This repository contains the code and datasets for the paper "Main Content Detection in HTML Journal Articles" by A. R. Rae et al.
- Microsoft Windows
- .NET 4.6.2
The datasets are in the .\data folder. test-set-1-pmids.csv contains the PubMed ids (PMIDs) of the full test set (359 articles) and test-set-2-pmids.csv contains the PMIDs of the subset of 158 online journal articles that contained the HTML <article> or <main> tag.
- Run the Visualizer GUI.
- Enter a web page URL into the text box directly below the menu strip, press Enter, and wait for the web page to render.
- From the menu click Actions > Do Zoning. When the zoning has finished the zone tree will be displayed in the panel on the right.

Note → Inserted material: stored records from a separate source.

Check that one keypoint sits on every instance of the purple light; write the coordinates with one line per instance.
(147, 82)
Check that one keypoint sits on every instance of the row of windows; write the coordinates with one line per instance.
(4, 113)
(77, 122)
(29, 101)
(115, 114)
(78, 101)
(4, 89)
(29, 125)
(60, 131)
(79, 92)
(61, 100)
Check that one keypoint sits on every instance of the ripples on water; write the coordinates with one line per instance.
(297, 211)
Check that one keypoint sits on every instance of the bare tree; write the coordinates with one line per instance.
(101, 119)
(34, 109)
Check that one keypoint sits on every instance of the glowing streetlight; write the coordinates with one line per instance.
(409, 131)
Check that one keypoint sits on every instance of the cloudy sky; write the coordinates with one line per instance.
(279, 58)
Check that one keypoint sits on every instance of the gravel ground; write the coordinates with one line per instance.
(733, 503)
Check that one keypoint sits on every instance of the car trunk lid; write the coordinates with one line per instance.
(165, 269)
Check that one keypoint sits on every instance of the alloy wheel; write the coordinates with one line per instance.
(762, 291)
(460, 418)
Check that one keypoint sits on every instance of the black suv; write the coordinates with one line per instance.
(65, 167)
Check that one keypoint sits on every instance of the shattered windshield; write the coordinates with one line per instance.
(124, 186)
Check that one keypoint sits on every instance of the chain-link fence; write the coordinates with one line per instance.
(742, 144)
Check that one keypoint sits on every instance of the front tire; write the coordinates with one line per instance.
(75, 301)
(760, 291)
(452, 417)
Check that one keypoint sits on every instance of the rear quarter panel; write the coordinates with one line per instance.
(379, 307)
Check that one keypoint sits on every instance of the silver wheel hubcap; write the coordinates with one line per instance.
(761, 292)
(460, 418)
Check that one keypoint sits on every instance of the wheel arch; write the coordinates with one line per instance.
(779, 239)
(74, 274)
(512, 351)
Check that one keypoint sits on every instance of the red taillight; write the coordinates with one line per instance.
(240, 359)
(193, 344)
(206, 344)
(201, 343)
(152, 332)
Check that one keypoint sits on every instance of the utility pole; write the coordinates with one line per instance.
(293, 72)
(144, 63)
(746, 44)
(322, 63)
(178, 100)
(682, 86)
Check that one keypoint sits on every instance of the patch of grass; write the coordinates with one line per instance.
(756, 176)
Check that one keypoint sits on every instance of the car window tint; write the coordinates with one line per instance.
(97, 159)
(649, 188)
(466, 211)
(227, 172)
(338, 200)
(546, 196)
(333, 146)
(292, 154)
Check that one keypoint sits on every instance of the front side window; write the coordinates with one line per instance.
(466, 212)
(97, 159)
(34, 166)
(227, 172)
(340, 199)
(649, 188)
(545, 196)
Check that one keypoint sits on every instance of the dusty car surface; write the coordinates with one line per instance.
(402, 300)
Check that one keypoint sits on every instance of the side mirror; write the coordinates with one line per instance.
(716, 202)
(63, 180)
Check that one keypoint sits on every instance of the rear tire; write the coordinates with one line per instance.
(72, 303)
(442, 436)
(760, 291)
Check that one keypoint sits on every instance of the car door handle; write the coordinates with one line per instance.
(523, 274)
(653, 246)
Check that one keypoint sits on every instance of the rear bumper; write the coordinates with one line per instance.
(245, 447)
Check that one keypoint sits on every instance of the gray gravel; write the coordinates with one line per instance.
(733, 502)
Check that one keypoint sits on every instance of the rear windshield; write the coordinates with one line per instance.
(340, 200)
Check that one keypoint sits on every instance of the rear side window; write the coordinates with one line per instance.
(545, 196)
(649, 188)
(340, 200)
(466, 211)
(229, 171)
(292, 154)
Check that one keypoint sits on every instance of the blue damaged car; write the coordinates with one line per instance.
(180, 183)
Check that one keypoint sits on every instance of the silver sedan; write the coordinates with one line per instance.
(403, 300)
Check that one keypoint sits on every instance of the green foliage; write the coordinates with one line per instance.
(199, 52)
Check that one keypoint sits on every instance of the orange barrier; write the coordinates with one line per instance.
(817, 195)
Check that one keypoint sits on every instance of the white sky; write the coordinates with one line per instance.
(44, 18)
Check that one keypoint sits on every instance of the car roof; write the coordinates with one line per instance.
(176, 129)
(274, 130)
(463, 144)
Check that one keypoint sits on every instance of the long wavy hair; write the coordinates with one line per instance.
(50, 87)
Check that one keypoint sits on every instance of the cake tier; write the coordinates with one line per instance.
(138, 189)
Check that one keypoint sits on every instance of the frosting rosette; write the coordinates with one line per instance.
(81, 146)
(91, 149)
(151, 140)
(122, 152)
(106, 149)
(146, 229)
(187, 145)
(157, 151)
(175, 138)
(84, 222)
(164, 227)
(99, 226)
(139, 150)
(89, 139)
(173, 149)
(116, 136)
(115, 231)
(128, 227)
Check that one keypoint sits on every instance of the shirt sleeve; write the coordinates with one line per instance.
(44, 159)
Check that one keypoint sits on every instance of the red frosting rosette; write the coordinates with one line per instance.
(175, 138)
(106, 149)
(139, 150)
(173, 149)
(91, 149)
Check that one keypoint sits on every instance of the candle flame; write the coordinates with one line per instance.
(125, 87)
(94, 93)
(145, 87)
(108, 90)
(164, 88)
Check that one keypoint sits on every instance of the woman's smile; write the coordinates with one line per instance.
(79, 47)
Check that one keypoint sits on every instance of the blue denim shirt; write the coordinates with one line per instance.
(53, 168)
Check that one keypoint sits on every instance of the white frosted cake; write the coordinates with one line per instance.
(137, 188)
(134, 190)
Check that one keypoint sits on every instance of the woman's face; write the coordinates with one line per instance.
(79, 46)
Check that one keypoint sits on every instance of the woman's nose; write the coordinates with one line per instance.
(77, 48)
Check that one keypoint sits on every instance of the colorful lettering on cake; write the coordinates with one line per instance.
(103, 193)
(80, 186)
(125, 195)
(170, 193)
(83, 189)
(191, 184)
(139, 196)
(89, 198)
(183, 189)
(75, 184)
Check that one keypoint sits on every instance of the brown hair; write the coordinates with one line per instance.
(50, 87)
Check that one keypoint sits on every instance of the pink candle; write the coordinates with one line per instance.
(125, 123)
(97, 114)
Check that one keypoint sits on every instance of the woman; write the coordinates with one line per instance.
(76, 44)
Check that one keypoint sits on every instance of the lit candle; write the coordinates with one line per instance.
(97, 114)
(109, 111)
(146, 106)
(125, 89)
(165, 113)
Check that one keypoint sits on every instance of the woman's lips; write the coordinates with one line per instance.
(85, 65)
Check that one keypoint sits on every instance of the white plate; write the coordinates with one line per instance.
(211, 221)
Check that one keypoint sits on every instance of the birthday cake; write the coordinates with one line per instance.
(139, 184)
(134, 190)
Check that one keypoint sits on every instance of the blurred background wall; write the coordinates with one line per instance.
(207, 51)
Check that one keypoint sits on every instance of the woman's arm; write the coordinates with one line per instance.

- Finally, click Actions > Label Article Content to run the main content detection algorithm of interest. When the algorithm has finished, a check box labeled "ArticleContent" will appear in the top right panel, check this to highlight the zones that have been detected as main content.
-
Create a folder for the baseline data.
-
For each PMID in the test set lookup the publisher full text URL using PubMed (www.pubmed.gov). In the paper, the PubMed Central URL was used, instead of the publisher URL, for three PMIDs (26880728, 26817485, 27029637).
-
For each PMID create a text file containing only the URL. The text file name should be the PMID and the text file extension should be ".url".
-
Open each .url file in the Manual Labeler GUI. Click File > Load Url.
-
Wait for the web page to render and then do the HTML zoning (Click Actions > Do Zoning).
-
When the zoning has finished, a list of suggested label names will appear in the panel on the right.
-
Choose the "content" label and then select the main content zones using the mouse (hint: hold down the left mouse button and drag to create a selection rectangle).
-
Next, save the labeled zone tree to file by clicking File > Save Zone Tree.
-
After finishing the manual labeling for all PMIDs, run the Performance Evaluation console application as follows:
PerformanceEvaluation.exe \path\to\baseline\data\ baseline-label algorithm-name \path\to\results.csv
- argument 1: full path of folder containing the baseline data
- argument 2: main content label used in the baseline data (default: content)
- argument 3: name of algorithm to run (layout/articletag/maintag)
- argument 4: full path of the results file to create
The console application writes the computed precision, recall, and F1-score for each PMID to the specified results file in CSV format.